Network-Constrained Robust Unit Commitment for Hybrid AC/DC Transmission Grids

TL;DR

This paper presents a scalable, joint energy and reserve scheduling method for hybrid AC/DC power grids, utilizing a two-stage optimization with convex relaxation to enhance reliability and capacity utilization amid renewable energy integration.

Contribution

It introduces a novel two-stage iterative optimization algorithm for hybrid AC/DC grids that ensures AC network feasibility and supports renewable energy integration.

Findings

Convex relaxation supports convergence and schedule validity.

Hybrid AC/DC topology improves grid capacity utilization.

Simulation demonstrates effectiveness on large-scale networks.

Abstract

The day-ahead energy and reserve management with transmission restrictions and voltage security limits is a challenging task for large-scale power systems in the presence of real-time variations caused by the uncertain demand and the fluctuating power output of renewable energy sources (RESs). The proposed formulation in this work supports joint scheduling of energy and reserve to promote an economic and reliable operation. To improve its scalability, a two-stage iterative optimization algorithm is proposed based on Bender's decomposition framework. Therewith, the optimal schedule is computed subject to the feasibility of AC network constraints (AC-NCs) at predetermined uncertain realizations. A convex relaxation is applied to AC-NCs to support the convergence of the algorithm. Moreover, the integration of RESs is often limited by transmission congestion issues in existing grids.
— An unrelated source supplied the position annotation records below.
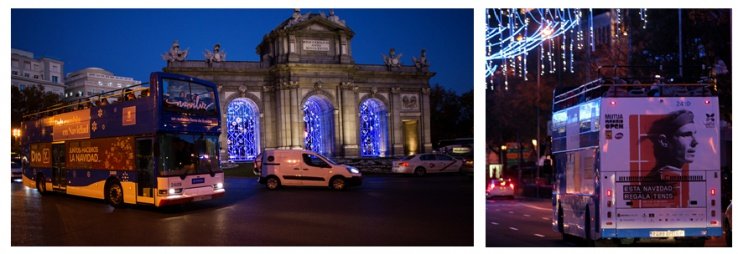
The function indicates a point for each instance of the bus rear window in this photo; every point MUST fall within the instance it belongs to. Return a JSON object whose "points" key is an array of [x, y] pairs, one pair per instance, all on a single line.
{"points": [[187, 97]]}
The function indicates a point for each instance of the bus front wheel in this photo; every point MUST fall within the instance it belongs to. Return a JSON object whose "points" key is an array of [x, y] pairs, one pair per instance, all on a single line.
{"points": [[273, 183], [41, 184], [114, 194]]}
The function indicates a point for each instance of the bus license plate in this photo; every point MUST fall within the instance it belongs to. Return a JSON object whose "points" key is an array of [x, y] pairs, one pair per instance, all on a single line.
{"points": [[201, 198], [667, 233]]}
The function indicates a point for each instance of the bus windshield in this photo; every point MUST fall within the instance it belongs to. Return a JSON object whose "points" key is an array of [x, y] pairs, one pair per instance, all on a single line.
{"points": [[187, 97], [187, 154]]}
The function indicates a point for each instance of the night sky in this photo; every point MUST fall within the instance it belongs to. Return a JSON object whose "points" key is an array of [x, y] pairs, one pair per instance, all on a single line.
{"points": [[130, 42]]}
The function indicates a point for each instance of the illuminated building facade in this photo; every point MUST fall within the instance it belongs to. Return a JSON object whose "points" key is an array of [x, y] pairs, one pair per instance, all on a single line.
{"points": [[306, 92]]}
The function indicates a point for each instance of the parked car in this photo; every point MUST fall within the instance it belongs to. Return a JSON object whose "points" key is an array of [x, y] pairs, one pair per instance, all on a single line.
{"points": [[16, 169], [277, 168], [427, 163], [501, 188]]}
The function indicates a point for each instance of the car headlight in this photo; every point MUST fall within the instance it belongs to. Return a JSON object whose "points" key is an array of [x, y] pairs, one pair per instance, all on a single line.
{"points": [[353, 170]]}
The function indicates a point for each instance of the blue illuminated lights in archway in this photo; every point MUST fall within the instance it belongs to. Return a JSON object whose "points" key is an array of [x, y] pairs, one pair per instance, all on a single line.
{"points": [[318, 117], [373, 128], [243, 130]]}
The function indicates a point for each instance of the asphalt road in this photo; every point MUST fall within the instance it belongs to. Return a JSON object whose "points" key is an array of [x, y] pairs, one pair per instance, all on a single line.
{"points": [[525, 222], [385, 211]]}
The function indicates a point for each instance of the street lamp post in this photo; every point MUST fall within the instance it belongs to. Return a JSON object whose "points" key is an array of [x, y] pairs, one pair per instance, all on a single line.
{"points": [[538, 168], [16, 136], [503, 150], [546, 34]]}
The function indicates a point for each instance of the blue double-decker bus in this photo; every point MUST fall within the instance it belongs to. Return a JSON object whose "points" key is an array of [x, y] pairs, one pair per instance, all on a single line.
{"points": [[153, 144]]}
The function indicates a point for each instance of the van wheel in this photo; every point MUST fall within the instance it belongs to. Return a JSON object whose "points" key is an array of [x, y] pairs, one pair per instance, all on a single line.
{"points": [[41, 184], [273, 183], [114, 194], [338, 183], [420, 171]]}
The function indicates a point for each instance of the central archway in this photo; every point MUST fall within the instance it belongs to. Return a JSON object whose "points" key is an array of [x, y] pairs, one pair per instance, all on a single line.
{"points": [[242, 120], [373, 128], [318, 117]]}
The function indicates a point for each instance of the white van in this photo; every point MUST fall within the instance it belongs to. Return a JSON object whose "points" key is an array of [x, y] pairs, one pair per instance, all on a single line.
{"points": [[303, 168]]}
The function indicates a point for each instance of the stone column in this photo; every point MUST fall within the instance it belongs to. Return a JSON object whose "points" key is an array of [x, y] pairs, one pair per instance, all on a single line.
{"points": [[267, 119], [293, 57], [396, 139], [348, 110], [425, 126], [283, 111], [295, 121]]}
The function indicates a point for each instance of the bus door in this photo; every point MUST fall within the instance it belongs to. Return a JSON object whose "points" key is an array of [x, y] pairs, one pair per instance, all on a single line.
{"points": [[146, 178], [58, 167]]}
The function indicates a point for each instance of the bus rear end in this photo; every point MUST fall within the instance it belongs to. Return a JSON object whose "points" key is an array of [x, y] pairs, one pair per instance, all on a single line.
{"points": [[660, 175]]}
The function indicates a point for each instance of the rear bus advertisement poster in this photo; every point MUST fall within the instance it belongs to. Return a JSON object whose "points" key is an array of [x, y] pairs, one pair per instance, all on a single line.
{"points": [[662, 150]]}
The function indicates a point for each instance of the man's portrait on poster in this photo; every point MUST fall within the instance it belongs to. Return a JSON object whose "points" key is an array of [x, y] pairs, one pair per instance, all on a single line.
{"points": [[674, 144]]}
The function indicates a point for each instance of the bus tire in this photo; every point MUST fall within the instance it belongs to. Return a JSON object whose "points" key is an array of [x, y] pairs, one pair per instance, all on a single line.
{"points": [[338, 183], [587, 230], [114, 194], [420, 171], [272, 183], [41, 184], [560, 220]]}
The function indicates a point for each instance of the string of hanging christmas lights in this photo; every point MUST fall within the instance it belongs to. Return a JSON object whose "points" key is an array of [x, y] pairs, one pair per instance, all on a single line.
{"points": [[372, 121], [243, 121], [513, 33]]}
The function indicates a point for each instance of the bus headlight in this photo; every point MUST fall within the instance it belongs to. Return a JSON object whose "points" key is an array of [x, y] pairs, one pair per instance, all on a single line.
{"points": [[175, 191]]}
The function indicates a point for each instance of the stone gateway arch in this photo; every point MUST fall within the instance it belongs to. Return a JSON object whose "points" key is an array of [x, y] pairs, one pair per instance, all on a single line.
{"points": [[306, 92]]}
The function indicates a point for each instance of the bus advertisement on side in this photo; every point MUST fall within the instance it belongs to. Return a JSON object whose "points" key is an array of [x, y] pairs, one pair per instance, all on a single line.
{"points": [[660, 167]]}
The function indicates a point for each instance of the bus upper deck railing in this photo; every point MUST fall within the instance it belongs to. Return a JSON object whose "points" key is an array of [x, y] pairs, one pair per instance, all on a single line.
{"points": [[600, 88], [134, 92]]}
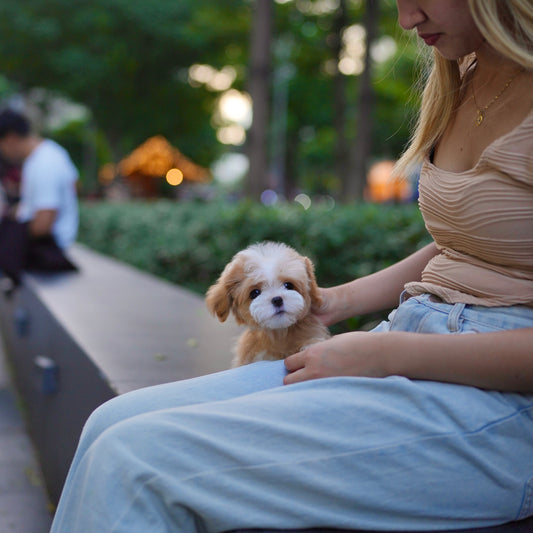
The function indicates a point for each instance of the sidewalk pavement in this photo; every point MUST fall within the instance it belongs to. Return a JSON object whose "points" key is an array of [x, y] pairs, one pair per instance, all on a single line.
{"points": [[23, 501]]}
For such grids, AC to DC conversion schemes can be viable and attractive options for capacity expansion. In this study, we adopt a hybrid AC/DC transmission grid (HTG) architecture with a specific topology to improve the effective utilization of the grid capacity and accommodate more demand and RESs, which is showcased via simulations on a large-scale network. Moreover, HTG induces exactness of the convex relaxation of AC-NCs, supporting the validity of the optimal schedule.